Nos Aspirantes do Colorado, ele logo passou a fazer parte do time principal. A turma dizia: “O Tesoura é fera! Mas não é magro demais, pega um cavalo gremista arrebenta com ele.”

O Tesourinha era ponta-esquerda desde a várzea, só que havia o Carlitos que jogava por ali (ponta goleador nato). O técnico foi todo acanhado falar com o Tesourinha para ele jogar na outra ponta, porque queria muito contar com os dois jogando. O Carlitos era mais pavio curto, talvez não aceitasse. O Tesoura respondeu: “Pode me colocar em qualquer canto, o importante é eu jogar”.

Era a peça que faltava para equipe que ficou conhecida como o “Rolo Compressor”, que contava com uma linha ofensiva que marcou época: Tesourinha, Rui, Adãozinho, Eliseu e Carlitos.

Ganhando dinheiro, entregava com muito orgulho para as mãos sofridas de sua mãe. “Ganhar dinheiro brincando”, era como ele mesmo definia. Um tapa na cara dos jogadores milionários que temos hoje.

Seu futebol o leva a Seleção. Algo difícil na época de acontecer, já que o eixo Rio-São Paulo que dominava.

Como titular, a Seleção enfia impiedosos 6×1 no Uruguai em São Januário. É convocado para jogar o Sul-Americano em 1946 formando uma das melhores linhas ofensivas da Seleção Brasileira em todos os tempos; Tesourinha, Zizinho, Heleno de Freitas, Jair e Ademir.

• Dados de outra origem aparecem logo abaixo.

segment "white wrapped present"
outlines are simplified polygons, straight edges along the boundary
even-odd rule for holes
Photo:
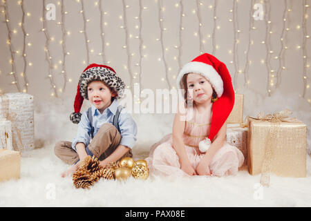
[[[0,150],[0,182],[19,179],[21,173],[21,153]]]
[[[33,96],[23,93],[0,95],[0,117],[11,122],[13,150],[35,148]]]
[[[227,126],[227,142],[238,148],[244,155],[246,164],[247,159],[247,127],[241,127],[228,124]]]
[[[4,118],[0,118],[0,149],[13,149],[11,122]]]

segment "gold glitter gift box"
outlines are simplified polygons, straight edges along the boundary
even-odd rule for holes
[[[249,172],[251,175],[271,173],[283,177],[305,177],[306,125],[296,118],[279,117],[280,113],[248,117]]]
[[[244,95],[234,95],[234,106],[227,119],[227,124],[241,124],[243,121]]]

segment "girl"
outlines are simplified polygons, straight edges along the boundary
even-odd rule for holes
[[[226,66],[207,53],[187,64],[177,85],[185,104],[175,115],[173,133],[151,146],[151,173],[191,176],[235,175],[243,153],[226,142],[227,118],[234,91]]]

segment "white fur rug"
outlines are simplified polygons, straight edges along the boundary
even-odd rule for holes
[[[246,115],[258,113],[256,106],[271,108],[279,97],[258,101],[245,97]],[[311,125],[310,105],[294,97],[285,106],[295,117]],[[69,121],[70,102],[35,103],[35,146],[23,153],[21,178],[0,183],[0,206],[310,206],[311,158],[307,156],[307,177],[272,175],[269,188],[258,186],[260,175],[252,176],[243,168],[237,175],[173,180],[150,176],[121,182],[101,180],[91,189],[76,189],[71,177],[62,178],[68,168],[54,155],[58,140],[72,141],[77,126]],[[86,102],[84,102],[86,103]],[[86,104],[87,106],[87,104]],[[252,106],[256,105],[256,106]],[[85,109],[84,106],[84,109]],[[280,108],[283,109],[281,104]],[[271,110],[261,108],[267,112]],[[173,115],[134,115],[138,126],[135,160],[144,159],[150,146],[171,133]],[[308,135],[310,143],[310,131]]]

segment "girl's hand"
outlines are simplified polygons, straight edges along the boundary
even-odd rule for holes
[[[182,163],[180,165],[180,169],[189,175],[196,175],[196,171],[189,162]]]
[[[77,164],[72,166],[67,171],[62,173],[62,177],[67,177],[69,175],[72,175],[75,172],[75,171],[77,170],[77,168],[78,168]]]
[[[211,173],[209,170],[209,163],[202,158],[196,168],[196,171],[198,175],[211,175]]]
[[[102,166],[103,168],[105,168],[106,166],[108,165],[108,163],[107,163],[107,162],[106,162],[106,161],[104,160],[102,160],[102,161],[100,162],[100,165]]]

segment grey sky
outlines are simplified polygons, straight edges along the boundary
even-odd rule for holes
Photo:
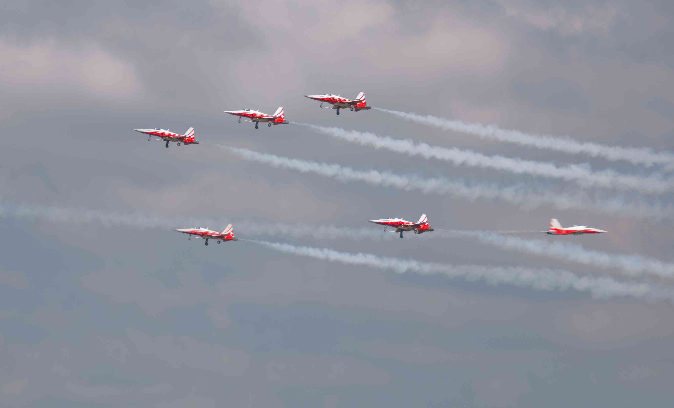
[[[201,226],[220,231],[231,220],[367,228],[367,220],[422,213],[438,229],[543,230],[555,217],[609,231],[562,238],[586,249],[674,262],[671,221],[341,183],[215,147],[585,190],[292,123],[255,130],[222,113],[282,106],[291,122],[650,176],[656,168],[375,110],[337,117],[302,95],[363,91],[378,107],[671,151],[673,14],[664,1],[9,1],[0,13],[0,200],[215,219]],[[202,144],[166,149],[131,130],[160,126],[193,127]],[[595,193],[650,204],[673,198]],[[193,225],[0,225],[0,405],[615,407],[668,406],[674,397],[666,302],[401,275],[243,240],[206,247],[172,231]],[[251,237],[234,228],[241,238],[630,281],[472,239]]]

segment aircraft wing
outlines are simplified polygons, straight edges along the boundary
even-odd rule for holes
[[[424,224],[426,224],[426,223],[415,223],[414,224],[410,224],[409,225],[408,225],[408,227],[421,227],[422,225],[423,225]]]

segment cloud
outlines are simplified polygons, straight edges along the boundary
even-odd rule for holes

Ganhou numa eleição popular o prêmio de “Melhoral dos Craques”, concorrendo com outras feras do futebol.

Convivendo com os jogadores vascaínos na seleção, ele vai jogar no Gigante da Colina em 1950.

Barbarizou os defensores adversários, atuando pelo time cruz-maltino. Nome certo para ser titular na Copa daquele ano. Porém, num embate contra o Fluminense, o lateral Bigode divide uma bola com o Tesourinha que leva a pior. Resultado: cortado da Copa. Seu maior sonho!

Com seu nome estabelecido no cenário nacional, Tesourinha sai do Vasco, e vai para o Grêmio. Sim, o maior rival do Inter. Foi uma indignação absurda contra o Tesourinha. Que nunca enxergou futebol desse jeito, rivalidade, disputa de poder, nada disso. Era um jogo… uma brincadeira.

Chegou no Grêmio fazendo história. Se tornando o primeiro jogador negro a vestir a camisa do tricolor gaúcho.

Hoje, o pequeno Osmar ainda nos convida para brincar. O esporte lúdico e criativo que é o futebol, perdeu espaço para o bloco dos Tesouras passar. Com ginga, alegria e leveza. Não era assim que jogávamos?